En vertu du contrat de travail le liant à son salarié, l'employeur est tenu envers celui-ci d'une obligation de sécurité de résultat, notamment en ce qui concerne les maladies professionnelles contractées par ce salarié du fait des produits fabriqués ou utilisés dans l'entreprise. Les articles L.4121-1 et L.4121-2 du Code du Travail mettent par ailleurs à la charge de l'employeur une obligation légale de sécurité et de protection de la santé du travailleur.
Dans le cadre de son obligation générale de sécurité, l'employeur doit prendre les mesures nécessaires pour assurer la sécurité et protéger la santé physique et mentale des travailleurs, ces mesures comprenant des actions de prévention des risques professionnels, des actions d'information et de formation et la mise en place d'une organisation et de moyens adaptés.
Le manquement à son obligation de sécurité et de protection de la santé de son salarié a le caractère d'une faute inexcusable, au sens de l'article L.452-1 du Code de la Sécurité Sociale, lorsque l'employeur avait ou aurait dû avoir conscience du danger auquel était exposé le salarié et qu'il n'a pas pris les mesures nécessaires pour l'en préserver.
Il incombe au salarié qui invoque la faute inexcusable de son employeur de rapporter la preuve de ce que celui-ci avait ou aurait dû avoir conscience du danger auquel il était exposé et de ce qu'il n'avait pas pris les mesures nécessaires pour l'en préserver.
Sur la conscience du danger par les HBL puis par les Charbonnages de France
La dangerosité de l'amiante est connue en France depuis le début du XXème siècle au moins, notamment grâce au Bulletin de l'inspection du travail de 1906 faisant état de très nombreux cas de fibroses chez les ouvriers de filatures et tissage.
Dans les années 1930, plusieurs publications ont également alerté sur l'exposition professionnelle à l'amiante et le développement de certaines pathologies. Ainsi, en 1930, une publication du Docteur [O] dans la revue La médecine du travail établissait déjà un lien de causalité entre l'asbestose et le travail des ouvriers de l'amiante, et comprenait déjà des recommandations précises en direction des industriels sur les mesures à prendre afin de réduire l'empoussièrement. A partir de 1935 d'autres publications ont fait un lien entre l'exposition professionnelle à l'amiante et le cancer broncho-pulmonaire.

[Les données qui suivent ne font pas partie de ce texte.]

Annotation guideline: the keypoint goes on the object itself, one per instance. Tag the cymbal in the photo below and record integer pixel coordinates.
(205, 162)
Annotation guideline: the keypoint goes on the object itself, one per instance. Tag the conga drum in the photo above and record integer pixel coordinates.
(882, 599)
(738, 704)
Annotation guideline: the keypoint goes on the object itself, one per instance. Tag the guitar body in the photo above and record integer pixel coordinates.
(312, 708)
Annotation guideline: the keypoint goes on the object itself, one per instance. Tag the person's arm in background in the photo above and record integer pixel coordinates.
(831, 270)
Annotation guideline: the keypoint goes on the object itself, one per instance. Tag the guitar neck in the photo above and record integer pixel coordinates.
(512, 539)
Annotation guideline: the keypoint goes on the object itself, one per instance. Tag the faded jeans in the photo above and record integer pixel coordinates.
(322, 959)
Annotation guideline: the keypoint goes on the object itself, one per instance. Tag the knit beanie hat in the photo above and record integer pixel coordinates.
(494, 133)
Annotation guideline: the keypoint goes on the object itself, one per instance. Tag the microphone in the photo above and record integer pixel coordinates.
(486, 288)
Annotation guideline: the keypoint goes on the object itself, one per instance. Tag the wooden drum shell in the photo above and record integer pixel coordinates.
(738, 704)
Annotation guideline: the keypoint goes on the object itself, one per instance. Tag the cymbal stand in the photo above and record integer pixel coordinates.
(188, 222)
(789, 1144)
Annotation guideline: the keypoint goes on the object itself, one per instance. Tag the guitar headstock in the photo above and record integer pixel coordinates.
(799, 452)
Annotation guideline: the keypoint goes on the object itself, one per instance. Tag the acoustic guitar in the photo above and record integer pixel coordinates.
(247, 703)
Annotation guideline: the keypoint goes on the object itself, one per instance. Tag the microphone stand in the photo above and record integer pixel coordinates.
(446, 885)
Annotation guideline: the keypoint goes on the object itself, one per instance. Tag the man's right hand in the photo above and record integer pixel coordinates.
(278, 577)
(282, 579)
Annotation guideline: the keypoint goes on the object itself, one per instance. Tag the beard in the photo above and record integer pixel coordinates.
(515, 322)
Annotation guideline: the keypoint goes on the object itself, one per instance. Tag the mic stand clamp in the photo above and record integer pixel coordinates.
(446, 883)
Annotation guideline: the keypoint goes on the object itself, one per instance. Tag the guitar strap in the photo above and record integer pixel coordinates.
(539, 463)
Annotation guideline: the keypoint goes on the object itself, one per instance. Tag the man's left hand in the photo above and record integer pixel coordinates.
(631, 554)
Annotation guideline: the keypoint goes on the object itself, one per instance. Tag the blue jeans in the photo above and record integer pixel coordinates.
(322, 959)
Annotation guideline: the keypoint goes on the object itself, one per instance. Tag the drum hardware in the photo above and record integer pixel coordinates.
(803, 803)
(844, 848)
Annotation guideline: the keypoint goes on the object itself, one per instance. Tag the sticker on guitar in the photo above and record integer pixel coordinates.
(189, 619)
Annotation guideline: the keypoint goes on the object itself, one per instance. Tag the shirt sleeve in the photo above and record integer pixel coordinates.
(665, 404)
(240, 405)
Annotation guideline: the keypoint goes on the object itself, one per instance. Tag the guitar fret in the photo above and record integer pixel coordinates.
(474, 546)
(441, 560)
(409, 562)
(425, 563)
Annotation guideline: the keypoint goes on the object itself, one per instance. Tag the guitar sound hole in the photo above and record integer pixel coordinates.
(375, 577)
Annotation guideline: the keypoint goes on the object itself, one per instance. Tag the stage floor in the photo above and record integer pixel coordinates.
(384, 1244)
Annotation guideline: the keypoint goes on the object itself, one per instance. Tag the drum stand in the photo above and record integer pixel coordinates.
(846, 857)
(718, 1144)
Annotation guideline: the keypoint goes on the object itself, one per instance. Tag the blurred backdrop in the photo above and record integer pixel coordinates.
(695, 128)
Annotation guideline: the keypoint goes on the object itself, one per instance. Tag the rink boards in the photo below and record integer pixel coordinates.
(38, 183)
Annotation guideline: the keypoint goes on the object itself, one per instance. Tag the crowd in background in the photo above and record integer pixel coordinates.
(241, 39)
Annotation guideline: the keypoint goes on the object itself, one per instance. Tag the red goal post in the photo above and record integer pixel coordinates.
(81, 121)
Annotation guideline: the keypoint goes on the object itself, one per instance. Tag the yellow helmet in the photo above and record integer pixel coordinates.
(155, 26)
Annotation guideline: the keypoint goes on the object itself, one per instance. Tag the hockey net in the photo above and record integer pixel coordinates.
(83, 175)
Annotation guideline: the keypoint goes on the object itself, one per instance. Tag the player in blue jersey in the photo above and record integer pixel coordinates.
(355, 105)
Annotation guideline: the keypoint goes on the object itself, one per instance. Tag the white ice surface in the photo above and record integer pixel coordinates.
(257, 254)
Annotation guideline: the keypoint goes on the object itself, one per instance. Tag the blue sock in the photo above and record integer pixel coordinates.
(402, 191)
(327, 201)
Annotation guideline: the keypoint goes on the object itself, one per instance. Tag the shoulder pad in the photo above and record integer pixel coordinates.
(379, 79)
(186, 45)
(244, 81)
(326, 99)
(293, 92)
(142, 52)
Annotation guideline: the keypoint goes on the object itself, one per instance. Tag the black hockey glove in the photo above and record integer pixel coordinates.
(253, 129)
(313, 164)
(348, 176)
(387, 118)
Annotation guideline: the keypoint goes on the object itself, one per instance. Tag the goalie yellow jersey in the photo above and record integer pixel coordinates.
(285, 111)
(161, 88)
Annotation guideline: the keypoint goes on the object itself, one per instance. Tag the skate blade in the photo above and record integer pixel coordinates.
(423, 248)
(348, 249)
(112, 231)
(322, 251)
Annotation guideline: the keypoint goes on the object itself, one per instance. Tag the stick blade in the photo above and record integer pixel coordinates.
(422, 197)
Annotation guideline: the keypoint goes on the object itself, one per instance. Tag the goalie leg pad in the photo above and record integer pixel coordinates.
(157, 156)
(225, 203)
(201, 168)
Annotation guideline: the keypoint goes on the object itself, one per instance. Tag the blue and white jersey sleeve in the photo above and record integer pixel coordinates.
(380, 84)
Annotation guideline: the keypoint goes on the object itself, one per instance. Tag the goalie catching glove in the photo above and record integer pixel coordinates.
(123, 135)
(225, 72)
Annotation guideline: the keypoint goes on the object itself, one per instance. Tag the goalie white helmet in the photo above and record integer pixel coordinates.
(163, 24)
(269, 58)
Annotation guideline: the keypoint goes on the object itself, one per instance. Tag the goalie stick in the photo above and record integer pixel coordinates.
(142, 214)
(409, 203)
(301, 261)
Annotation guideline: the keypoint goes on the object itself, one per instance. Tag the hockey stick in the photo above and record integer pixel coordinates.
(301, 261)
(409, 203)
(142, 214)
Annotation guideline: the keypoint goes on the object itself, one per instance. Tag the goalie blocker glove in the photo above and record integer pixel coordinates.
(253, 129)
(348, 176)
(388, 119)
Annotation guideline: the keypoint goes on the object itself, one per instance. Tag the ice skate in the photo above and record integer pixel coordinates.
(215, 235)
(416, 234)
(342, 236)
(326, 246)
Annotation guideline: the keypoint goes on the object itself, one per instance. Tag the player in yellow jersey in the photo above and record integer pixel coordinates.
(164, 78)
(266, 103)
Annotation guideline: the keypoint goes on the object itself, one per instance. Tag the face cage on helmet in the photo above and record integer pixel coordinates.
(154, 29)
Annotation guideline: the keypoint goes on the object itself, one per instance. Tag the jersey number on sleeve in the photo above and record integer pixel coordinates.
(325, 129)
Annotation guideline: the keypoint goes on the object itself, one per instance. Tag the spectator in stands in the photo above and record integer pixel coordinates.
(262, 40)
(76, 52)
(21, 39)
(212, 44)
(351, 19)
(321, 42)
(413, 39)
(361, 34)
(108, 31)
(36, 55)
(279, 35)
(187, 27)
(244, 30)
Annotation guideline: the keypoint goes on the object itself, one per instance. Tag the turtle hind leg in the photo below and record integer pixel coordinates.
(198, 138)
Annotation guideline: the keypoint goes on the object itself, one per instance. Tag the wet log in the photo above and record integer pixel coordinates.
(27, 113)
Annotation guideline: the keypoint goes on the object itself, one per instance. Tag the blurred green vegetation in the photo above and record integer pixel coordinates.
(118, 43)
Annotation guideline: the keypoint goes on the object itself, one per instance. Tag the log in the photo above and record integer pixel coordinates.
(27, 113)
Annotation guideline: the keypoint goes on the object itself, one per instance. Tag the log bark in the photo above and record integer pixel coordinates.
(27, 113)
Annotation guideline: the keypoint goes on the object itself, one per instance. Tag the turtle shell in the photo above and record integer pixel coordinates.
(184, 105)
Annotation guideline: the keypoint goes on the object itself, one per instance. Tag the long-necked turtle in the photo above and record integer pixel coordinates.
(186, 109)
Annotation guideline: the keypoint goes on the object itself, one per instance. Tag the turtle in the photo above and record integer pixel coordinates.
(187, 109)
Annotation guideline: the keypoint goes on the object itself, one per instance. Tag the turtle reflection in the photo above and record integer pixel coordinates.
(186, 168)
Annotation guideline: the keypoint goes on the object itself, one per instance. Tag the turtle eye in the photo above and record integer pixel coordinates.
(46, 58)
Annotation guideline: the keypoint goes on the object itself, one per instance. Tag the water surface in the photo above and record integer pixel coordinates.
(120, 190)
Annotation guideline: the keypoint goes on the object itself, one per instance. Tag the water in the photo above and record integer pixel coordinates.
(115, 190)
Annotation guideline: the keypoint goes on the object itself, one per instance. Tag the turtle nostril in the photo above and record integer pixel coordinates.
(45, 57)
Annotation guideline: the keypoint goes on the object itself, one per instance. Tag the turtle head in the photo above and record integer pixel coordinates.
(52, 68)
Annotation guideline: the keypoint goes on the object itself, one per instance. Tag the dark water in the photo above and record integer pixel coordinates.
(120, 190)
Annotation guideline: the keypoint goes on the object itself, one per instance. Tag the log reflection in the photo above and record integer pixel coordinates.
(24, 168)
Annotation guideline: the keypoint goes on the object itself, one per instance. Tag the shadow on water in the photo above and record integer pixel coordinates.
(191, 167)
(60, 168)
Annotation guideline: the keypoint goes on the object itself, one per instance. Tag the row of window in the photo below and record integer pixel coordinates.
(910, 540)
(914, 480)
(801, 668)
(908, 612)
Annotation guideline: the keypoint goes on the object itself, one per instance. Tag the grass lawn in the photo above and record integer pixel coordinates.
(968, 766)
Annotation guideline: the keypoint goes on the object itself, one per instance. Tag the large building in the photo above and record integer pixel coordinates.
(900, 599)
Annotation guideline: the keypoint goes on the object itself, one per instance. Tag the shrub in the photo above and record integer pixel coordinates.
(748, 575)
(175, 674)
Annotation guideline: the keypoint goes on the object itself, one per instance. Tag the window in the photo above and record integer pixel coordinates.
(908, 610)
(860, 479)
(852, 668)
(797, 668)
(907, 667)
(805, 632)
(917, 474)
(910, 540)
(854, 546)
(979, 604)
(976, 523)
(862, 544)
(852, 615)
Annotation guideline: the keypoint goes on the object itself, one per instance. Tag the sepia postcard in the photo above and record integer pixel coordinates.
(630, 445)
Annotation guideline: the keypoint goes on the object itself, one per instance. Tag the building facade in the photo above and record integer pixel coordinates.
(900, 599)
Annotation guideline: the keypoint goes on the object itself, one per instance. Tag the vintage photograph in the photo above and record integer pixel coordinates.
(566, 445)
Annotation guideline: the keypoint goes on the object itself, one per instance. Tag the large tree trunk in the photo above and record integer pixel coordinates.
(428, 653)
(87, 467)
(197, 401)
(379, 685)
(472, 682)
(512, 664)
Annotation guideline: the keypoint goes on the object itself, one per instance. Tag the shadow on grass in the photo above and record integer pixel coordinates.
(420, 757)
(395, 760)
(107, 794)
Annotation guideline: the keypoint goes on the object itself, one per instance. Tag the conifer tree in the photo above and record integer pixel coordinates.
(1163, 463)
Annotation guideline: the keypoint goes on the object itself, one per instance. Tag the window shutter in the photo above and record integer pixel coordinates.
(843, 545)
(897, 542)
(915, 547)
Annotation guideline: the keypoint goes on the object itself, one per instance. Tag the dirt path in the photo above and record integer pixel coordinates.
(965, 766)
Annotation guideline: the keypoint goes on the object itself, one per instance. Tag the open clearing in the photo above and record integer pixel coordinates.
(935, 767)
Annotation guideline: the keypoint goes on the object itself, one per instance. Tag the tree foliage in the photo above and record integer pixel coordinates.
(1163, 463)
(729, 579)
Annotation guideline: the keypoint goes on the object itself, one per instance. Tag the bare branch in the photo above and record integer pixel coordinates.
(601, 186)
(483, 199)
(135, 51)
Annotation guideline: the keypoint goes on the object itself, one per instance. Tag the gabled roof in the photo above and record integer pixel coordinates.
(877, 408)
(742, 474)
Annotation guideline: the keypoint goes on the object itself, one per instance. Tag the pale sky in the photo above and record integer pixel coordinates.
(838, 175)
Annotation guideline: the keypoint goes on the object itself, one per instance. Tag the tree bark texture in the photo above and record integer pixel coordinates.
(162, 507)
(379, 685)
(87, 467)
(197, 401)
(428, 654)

Les maladies engendrées par les poussières d'amiante ont été inscrites pour la première fois au tableau des maladies professionnelles en 1945, et un tableau spécifique aux pathologies consécutives à l'inhalation des poussières d'amiante (asbestose) a été créé en 1950, avec inscription des travaux de calorifugeage au moyen d'amiante dès 1951. La liste des travaux susceptibles d'entraîner les maladies inscrites au tableau n°30A est devenue simplement indicative par décret n°55-1212 du 13 septembre 1955.
Dès lors, les éventuelles carences des pouvoirs publics s'agissant de la protection des travailleurs exposés à l'amiante ne peuvent tenir lieu de fait justificatif et exonérer l'employeur de sa propre responsabilité.
Ainsi, dès le début des années 1950, tout employeur avisé était tenu à une attitude de vigilance et de prudence dans l'usage, alors encore licite, de la fibre d'amiante.
Un décret du 17 août 1977 a fixé des limites de concentration moyenne de fibres d'amiante dans les locaux de travail ainsi que les règles de protection générale ou à défaut individuelle à appliquer. Si ce décret n'était pas applicable aux mines, il ne pouvait qu'alerter à nouveau les Charbonnages de France sur la nocivité de l'amiante. D'ailleurs, il résulte des pièces même produites par l'AJE que les Charbonnages de France disposaient d'un service médical interne conséquent et performant dont faisait partie le docteur [C], entré dans l'entreprise en 1977, l'intéressé ayant rédigé sa thèse de docteur en médecine sur l'amiante, ses risques et son utilisation sur les lieux de travail. Sans compter l'existence au sein des Charbonnages de France d'un centre d'études et de recherche (le CERCHAR) à la compétence internationale reconnue en la matière.
Compte tenu de sa dimension et des moyens corrélatifs dont il disposait pour exploiter les informations et les données scientifiques déjà connues à cette époque, sur les dangers liés à l'exposition habituelle à l'inhalation de poussières d'amiante, l'employeur ne pouvait pas ne pas avoir conscience, à l'époque de la période d'emploi de Monsieur [N] [E], des risques sanitaires graves, d'ores et déjà révélés par de nombreuses publications, auxquels se trouvaient exposés son salarié.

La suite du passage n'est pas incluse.